ELEPHANT CHAPEL by Boonserm Premthada | image © designboom
DB: The theme identifies three inteligence directions, natural, artificial, and collective, and sets a clear path structure inside the Arsenale. Yet walking through the exhibition, it often feels more like a weaving of the three into ecosystems of coexistence. Was that sort of blending intentional, and what does it achieve?
CR: Because of the sheer density of the subject, we thought it was important to separate them, more as a tool to clarify the exhibition. But they all stem from one notion of intelligence. Take the ‘artificial’ for example. First, we look at the natural and artificial together. One project explores AI but with the aim of better understanding nature. Or take the ‘collective’ – there are projects using different technologies to understand favelas. So yes, there’s a lot of blending. That was intentional.
The Other Side of the Hill by Beatriz Colomina, Roberto Kolter, Patricia Urquiola, Geoffrey West, and Mark Wigley | image © designboom
DB: How do you see the national pavilions’ response to the theme?

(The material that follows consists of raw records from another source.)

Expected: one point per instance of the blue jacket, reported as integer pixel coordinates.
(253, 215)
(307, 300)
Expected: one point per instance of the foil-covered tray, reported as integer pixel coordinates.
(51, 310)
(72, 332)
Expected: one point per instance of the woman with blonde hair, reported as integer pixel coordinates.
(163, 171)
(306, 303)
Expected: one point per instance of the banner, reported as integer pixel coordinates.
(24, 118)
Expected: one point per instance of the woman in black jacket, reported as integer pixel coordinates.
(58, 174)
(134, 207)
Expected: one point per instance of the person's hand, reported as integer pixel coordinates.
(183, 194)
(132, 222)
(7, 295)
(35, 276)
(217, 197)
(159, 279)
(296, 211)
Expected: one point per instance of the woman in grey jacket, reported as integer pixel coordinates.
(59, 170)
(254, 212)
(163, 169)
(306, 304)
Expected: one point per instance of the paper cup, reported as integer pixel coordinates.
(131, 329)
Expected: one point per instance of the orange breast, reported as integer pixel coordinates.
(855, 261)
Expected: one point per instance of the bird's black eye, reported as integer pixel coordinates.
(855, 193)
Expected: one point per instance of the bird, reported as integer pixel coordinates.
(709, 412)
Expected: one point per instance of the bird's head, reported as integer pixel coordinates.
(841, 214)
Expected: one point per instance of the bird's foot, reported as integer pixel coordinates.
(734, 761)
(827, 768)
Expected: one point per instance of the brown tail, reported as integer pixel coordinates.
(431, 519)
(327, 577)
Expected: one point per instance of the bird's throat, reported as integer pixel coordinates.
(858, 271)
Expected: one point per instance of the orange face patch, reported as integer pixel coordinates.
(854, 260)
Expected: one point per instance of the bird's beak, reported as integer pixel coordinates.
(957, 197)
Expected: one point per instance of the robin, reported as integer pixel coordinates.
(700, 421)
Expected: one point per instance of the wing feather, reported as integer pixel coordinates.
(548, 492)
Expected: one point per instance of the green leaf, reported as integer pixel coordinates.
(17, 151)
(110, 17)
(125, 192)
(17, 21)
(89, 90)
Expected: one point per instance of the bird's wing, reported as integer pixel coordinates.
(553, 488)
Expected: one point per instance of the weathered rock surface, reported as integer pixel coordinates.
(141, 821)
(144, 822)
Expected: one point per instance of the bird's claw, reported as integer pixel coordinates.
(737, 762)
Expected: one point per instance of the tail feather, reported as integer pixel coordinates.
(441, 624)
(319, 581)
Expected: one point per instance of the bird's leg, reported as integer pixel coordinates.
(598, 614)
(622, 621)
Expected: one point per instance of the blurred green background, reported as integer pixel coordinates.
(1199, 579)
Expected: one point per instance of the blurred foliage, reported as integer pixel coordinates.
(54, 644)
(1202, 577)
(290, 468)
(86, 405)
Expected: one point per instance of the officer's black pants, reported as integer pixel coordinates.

CR: I was really pleased with the work done by the National Pavilions, all 65 of them this year. Every year they bring strong contributions. But often there’s no common theme, so while everything may be beautiful, it can feel like a hodgepodge. The first person who really tried to create a common thread was Rem Koolhaas in 2014. I was lucky enough to be invited that year, and I remember him telling me about it—and he achieved it, to a certain degree. This year we tried something similar, but in a more bottom-up way. We gave a theme: one place, one solution. Then we held a number of meetings with the National Participants, where curators presented their ideas. Slowly, the excitement around the theme grew, and most of them engaged with it deeply.
At the press conference tomorrow, I won’t be able to show 700 slides for 700 participants, but we’ll talk about themes that cut across everything – national participations, collateral events, and more. This helps illustrate the ‘chain reaction’ we’re aiming for – from salons to submissions, to the whole collaborative process.